A Note to the Reader:
This section requires some basic familiarity with Calculus; the reader will be expected to know what it means to take the derivative of a function, and to have some familiarity with Liebnitz notation for representing derivatives.
Automatic Differentiation
(Full disclosure: I created MyGrad, which we will be discussing here. Like PLYMI, MyGrad is a completely free and open-source educational resource.)
This section is not about the essentials of NumPy, rather it is about a 3rd party library, MyGrad, that adds a new capability to NumPy. It adds automatic differentiation: the ability to algorithmically evaluate derivatives of functions.
Automatic differentiation (a.k.a autodiff) is an important technology for scientific computing and machine learning, it enables us to measure rates of change (or “cause and effect”) through our code via the derivatives of the mathematical functions that our code computes. Autodiff is proving to be so crucial to advancements in STEM-computing that it ought to be introduced to audiences early in their numerical computing journeys. This is the motivation for including this section in PLYMI’s NumPy module.
An automatic differentiation library provides its users with a suite of mathematical functions and tools that are specially designed: any mathematical computation that you perform with this library can be used to also compute the derivatives of that result. To help paint a picture of this, consider the following psuedocode where we use an autodiff library to compute \(f(x) = \sqrt{x}\) evaluated at \(x=1\), as well as the derivative \(\mathrm{d}f/\mathrm{d}x = 1/(2\sqrt{x})\), also evaluated at \(x=1\).

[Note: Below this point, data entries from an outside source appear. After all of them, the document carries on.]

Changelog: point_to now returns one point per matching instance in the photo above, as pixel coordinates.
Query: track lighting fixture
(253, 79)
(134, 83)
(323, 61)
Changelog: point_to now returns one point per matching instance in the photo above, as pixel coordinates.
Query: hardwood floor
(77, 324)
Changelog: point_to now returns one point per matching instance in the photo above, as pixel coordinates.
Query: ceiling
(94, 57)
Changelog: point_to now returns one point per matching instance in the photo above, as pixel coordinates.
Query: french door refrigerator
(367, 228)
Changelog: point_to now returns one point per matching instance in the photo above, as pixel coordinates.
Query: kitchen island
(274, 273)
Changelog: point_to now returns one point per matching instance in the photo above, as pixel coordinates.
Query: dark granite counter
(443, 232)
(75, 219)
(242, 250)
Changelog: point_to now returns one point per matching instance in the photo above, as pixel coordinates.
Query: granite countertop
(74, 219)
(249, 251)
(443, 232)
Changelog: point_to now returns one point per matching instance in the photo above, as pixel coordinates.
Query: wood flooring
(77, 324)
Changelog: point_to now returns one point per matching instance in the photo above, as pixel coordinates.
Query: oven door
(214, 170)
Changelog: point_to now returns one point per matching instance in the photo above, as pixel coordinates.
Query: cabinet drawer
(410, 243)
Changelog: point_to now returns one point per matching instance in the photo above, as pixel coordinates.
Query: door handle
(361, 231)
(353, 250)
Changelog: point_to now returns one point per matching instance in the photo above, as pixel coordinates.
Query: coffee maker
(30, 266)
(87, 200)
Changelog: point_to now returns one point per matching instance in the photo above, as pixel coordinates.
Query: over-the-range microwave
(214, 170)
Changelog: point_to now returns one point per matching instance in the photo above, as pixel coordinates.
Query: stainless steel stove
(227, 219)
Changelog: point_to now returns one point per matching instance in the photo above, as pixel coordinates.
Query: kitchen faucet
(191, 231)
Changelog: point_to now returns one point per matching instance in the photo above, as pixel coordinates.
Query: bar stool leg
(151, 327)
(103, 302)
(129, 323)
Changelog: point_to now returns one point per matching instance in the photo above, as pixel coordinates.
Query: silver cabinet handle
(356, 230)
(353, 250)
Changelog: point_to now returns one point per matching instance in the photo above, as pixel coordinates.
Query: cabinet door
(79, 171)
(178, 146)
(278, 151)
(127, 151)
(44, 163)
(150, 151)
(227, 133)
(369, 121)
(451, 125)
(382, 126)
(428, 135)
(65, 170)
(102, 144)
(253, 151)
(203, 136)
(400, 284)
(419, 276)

# pseudocode illustrating autodiff in action
>>> from autodiff_libray import sqrt, derivative
>>> x = 1.0
>>> f = sqrt(x)
>>> df_dx = derivative(f, x)
>>> f, df_dx
(1.0, 0.5)
See that we did not need to know or derive the fact that \(\mathrm{d}f/\mathrm{d}x = 1/(2\sqrt{x})\) – the autodiff library does this for us! This is what sets autodiff_libray.sqrt
apart from math.sqrt
from Python’s standard library.
Presently, some of the most popular Python-centric autodiff libraries include PyTorch, TensorFlow, and JAX. Among these “industrial-grade” autodiff libraries, JAX strives provide the most NumPy-like experience. MyGrad takes this one step further, and provides true drop-in automatic differentiation to NumPy.
Introduction to MyGrad
Install MyGrad into your Python environment. Open your terminal, activate your desired Python environment, and run the following command.
pip install mygrad
Let’s jump right in with a simple example of using MyGrad to evaluate the derivative of a function at a specific point. We’ll take our function to be \(f(x)=x^2\), and compute its instantaneous slope at \(x=5\), i.e. \(\frac{\mathrm{d}f}{\mathrm{d}x}\big|_{x=5}\). The derivative of this function is \(\frac{\mathrm{d}f}{\mathrm{d}x}=2x\), thus \(\frac{\mathrm{d}f}{\mathrm{d}x}\big|_{x=5} = 10\). Let’s reproduce this result via auto-differentiation using MyGrad.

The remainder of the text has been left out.